SAS Viya users can read and write Parquet data files to Azure ADLS2 and AWS S3 cloud storage. With SAS Viya 2021.1 release, users can now load CAS from non .parquet suffix data files, a limitation in the previous release. The IMPORTOPTIONS=(FILETYPE="PARQUET") in CAS load action enables to read the non .parquet suffix data files and folders.
Users can load CAS from a single parquet data file or a folder containing the n-number of parquet data files. CAS read and write Parquet files to ADLS2 and S3 in parallel means each CAS worker node loads data directly from the source parquet data file.
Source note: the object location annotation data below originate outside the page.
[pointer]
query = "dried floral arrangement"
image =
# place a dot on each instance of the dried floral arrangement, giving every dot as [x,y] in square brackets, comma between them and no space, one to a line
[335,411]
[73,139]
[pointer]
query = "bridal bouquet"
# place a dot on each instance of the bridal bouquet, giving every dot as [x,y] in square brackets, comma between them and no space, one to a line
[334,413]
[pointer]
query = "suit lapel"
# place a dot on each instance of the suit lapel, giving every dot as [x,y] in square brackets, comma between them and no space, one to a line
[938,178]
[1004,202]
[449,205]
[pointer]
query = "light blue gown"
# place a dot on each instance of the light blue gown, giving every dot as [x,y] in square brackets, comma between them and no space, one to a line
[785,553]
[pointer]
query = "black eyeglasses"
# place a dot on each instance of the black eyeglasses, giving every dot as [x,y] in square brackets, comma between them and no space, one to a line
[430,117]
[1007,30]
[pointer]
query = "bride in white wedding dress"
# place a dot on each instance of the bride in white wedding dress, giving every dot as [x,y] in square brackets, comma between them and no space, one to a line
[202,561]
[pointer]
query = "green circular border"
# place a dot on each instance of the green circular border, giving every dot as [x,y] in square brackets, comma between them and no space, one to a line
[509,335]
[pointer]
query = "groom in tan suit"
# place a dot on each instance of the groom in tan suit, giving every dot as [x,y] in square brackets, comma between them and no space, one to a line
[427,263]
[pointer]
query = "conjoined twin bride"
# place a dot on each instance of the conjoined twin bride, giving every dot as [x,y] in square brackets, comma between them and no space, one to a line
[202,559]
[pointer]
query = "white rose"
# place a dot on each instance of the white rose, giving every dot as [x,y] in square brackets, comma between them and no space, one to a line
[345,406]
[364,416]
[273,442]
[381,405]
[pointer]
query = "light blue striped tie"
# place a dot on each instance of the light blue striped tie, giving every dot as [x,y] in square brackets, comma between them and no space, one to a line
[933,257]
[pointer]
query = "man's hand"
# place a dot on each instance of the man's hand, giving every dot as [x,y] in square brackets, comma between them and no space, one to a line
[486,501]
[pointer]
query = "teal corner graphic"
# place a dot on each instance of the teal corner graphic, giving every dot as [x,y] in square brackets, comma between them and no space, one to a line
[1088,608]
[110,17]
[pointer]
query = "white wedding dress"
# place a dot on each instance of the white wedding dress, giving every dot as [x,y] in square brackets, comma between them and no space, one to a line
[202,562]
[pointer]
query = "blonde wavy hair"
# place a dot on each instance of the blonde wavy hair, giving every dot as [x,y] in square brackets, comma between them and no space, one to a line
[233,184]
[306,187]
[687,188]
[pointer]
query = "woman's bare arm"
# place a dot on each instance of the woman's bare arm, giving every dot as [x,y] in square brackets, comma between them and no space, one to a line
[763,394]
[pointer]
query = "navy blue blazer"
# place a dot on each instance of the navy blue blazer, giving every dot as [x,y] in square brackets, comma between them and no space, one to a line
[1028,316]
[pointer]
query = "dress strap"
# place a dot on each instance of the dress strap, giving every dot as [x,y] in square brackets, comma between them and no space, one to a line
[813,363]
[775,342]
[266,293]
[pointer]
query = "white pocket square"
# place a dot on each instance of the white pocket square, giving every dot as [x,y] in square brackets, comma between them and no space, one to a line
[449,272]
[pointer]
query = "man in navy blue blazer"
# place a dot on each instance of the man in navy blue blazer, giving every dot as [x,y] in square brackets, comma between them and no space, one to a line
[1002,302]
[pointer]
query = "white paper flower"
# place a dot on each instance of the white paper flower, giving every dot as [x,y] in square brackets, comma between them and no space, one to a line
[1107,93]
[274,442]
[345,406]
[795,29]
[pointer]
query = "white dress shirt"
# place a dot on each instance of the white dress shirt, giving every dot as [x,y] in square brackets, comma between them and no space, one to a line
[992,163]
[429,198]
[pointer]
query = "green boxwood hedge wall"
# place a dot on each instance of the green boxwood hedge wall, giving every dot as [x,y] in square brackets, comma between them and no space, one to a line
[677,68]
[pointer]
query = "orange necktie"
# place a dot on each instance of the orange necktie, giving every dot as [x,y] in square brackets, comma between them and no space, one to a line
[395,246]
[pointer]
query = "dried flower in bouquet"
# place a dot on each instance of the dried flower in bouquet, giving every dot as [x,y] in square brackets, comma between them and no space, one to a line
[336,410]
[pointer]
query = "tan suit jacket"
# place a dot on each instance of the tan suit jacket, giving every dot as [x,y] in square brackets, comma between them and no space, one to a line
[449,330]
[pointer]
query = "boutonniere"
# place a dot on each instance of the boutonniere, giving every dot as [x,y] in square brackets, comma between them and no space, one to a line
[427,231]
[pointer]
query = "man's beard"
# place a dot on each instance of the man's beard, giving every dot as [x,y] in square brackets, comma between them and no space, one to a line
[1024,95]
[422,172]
This article discusses loading CAS from non .parquet suffix data files located at ADLS2 and S3.
ADLS2:
S3:
The following picture describes the SAS Viya(CAS) access to the parquet data files at ADLS2 and S3.
Select any image to see a larger version.
Mobile users: To view the images, select the "Full" version at the bottom of the page.
CAS load in parallel from ADLS2 Blob Storage requires access to an Azure Access Key file from each CAS worker's PODs and user access to a storage account.
You can mount a PVC to CAS PODs and configure the CAS system parameter cas.AZUREAUTHCACHELOC= to share the Azure Access Key file amongst the CAS PODs. The details steps are discussed in blog manage-azure-access-key-with-azureauthcacheloc-part-2 .
The details steps are discussed in blog cas-accessing-azure-data-lake-files, for configuring Azure user application and Storage Account to access ALDS2 Blob storage.
With the CAS PODs mounted to Azure FileShare and AZUREAUTHCACHELOC= parameter set to Azure FileShare, you can use the following code to load CAS from Parquet data files at ADLS2 blob storage. The ADLS CASLIB will share the Azure Access key amongst the CAS PODs from the central location.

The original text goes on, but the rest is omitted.